For more than fifteen hundred years, Philomena was an unknown martyr, joining the numbers of beautiful but nameless souls who had died for Christ. But it seems that God wanted to share her with the world and have her story be known.

In 1802, a worker’s pickax struck the surface of a tomb in the darkness of an underground cemetery, within the catacombs of Priscilla. A Vatican overseer was notified and came with several other witnesses. Sand was cleared away and the tomb of a martyr was unearthed. Three funeral tiles bore the words PAX TECUM FILUMENA. (Peace be with you, Philomena) The letters were painted in a vermilion-red lead and were still easily legible.

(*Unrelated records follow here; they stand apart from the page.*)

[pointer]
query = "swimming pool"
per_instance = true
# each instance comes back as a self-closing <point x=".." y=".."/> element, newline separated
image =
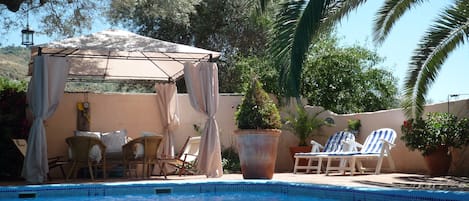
<point x="219" y="190"/>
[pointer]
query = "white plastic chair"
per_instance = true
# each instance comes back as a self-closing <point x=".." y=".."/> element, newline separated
<point x="377" y="146"/>
<point x="333" y="145"/>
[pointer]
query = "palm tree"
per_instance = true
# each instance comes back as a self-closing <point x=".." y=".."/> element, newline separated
<point x="446" y="33"/>
<point x="296" y="26"/>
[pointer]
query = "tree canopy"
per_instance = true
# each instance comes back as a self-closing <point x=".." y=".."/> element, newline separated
<point x="347" y="79"/>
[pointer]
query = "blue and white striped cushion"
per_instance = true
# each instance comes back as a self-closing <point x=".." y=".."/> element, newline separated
<point x="373" y="144"/>
<point x="334" y="143"/>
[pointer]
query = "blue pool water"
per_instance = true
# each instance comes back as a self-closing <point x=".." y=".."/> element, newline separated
<point x="219" y="191"/>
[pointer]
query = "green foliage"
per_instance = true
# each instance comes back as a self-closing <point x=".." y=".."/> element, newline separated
<point x="54" y="18"/>
<point x="13" y="108"/>
<point x="347" y="79"/>
<point x="447" y="32"/>
<point x="438" y="129"/>
<point x="10" y="85"/>
<point x="230" y="161"/>
<point x="257" y="110"/>
<point x="261" y="67"/>
<point x="302" y="124"/>
<point x="354" y="124"/>
<point x="297" y="25"/>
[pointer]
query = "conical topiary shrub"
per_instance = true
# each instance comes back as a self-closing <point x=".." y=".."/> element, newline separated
<point x="257" y="110"/>
<point x="258" y="121"/>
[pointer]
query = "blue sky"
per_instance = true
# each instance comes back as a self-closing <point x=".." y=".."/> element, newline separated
<point x="397" y="49"/>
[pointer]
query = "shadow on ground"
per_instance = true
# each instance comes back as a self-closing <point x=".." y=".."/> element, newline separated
<point x="449" y="183"/>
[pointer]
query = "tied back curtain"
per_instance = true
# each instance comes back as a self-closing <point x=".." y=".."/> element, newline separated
<point x="44" y="92"/>
<point x="202" y="86"/>
<point x="168" y="107"/>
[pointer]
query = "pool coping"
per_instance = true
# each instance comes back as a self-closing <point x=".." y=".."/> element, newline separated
<point x="213" y="186"/>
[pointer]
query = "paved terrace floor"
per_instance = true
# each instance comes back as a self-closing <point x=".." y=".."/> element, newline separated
<point x="391" y="180"/>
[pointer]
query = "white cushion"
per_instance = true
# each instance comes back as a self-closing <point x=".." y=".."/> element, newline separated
<point x="95" y="134"/>
<point x="95" y="153"/>
<point x="114" y="140"/>
<point x="147" y="133"/>
<point x="139" y="150"/>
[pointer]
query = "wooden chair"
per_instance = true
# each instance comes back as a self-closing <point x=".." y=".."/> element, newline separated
<point x="142" y="150"/>
<point x="81" y="150"/>
<point x="186" y="160"/>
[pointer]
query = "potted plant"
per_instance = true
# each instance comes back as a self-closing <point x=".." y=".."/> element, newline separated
<point x="302" y="124"/>
<point x="258" y="122"/>
<point x="353" y="126"/>
<point x="435" y="137"/>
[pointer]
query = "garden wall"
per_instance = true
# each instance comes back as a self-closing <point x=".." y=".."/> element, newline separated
<point x="138" y="112"/>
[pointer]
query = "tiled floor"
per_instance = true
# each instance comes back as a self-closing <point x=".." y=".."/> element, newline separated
<point x="396" y="180"/>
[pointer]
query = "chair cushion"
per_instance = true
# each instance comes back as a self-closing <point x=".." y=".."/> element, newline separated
<point x="114" y="140"/>
<point x="95" y="153"/>
<point x="95" y="134"/>
<point x="139" y="150"/>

When competent authorities examined the remains found within, they discovered them to be the bones of a young woman between the ages of 13 and 15.

With due reverence, the remains were taken to the treasury of Sacred Relics, and placed with care; but nothing at all was known about the saint, and it seemed that this would always be the case. But Philomena’s legacy had just begun.

Some years after her relics were discovered, the saint revealed her story to three different people. These three people had never met each other, lived in different places around the world, and yet reported accounts of Philomena’s life that were eerily identical.

The best-known account was given to Venerable Mother Maria Luisa di Gesù, a Dominican tertiary. In August of 1833, Mother Luisa was praying before a statue of Saint Philomena, and felt a keen desire to know the details of Philomena’s life and martyrdom. Later, when she was in her cell, her prayerful desire was granted and the gentle voice of Philomena spoke to her.

According to Mother Luisa, Philomena told her she was a Greek Princess — the daughter of a king in Greece who, with his wife, had converted to Christianity. At the age of about 13, she took a vow of consecrated virginity. When the Emperor Diocletian threatened to make war on her father, her father went with his family to Rome to ask for peace. The Emperor fell in love with the young Philomena and, when she refused to be his wife, subjected her to a series of torments: scourging, from whose effects two angels cured her; drowning with an anchor attached to her (two angels cut the rope and raised her to the river bank); being shot with arrows, (on the first occasion her wounds were healed; on the second, the arrows turned aside; and on the third, they returned and killed six of the archers, after which, several of the others became Christians). Finally the Emperor had her decapitated.

Philomena's decapitation occurred on a Friday at three in the afternoon, as with the death of Jesus. The two anchors, three arrows, the palm and the ivy leaf on the tiles found in the tomb were interpreted as symbols of her martyrdom.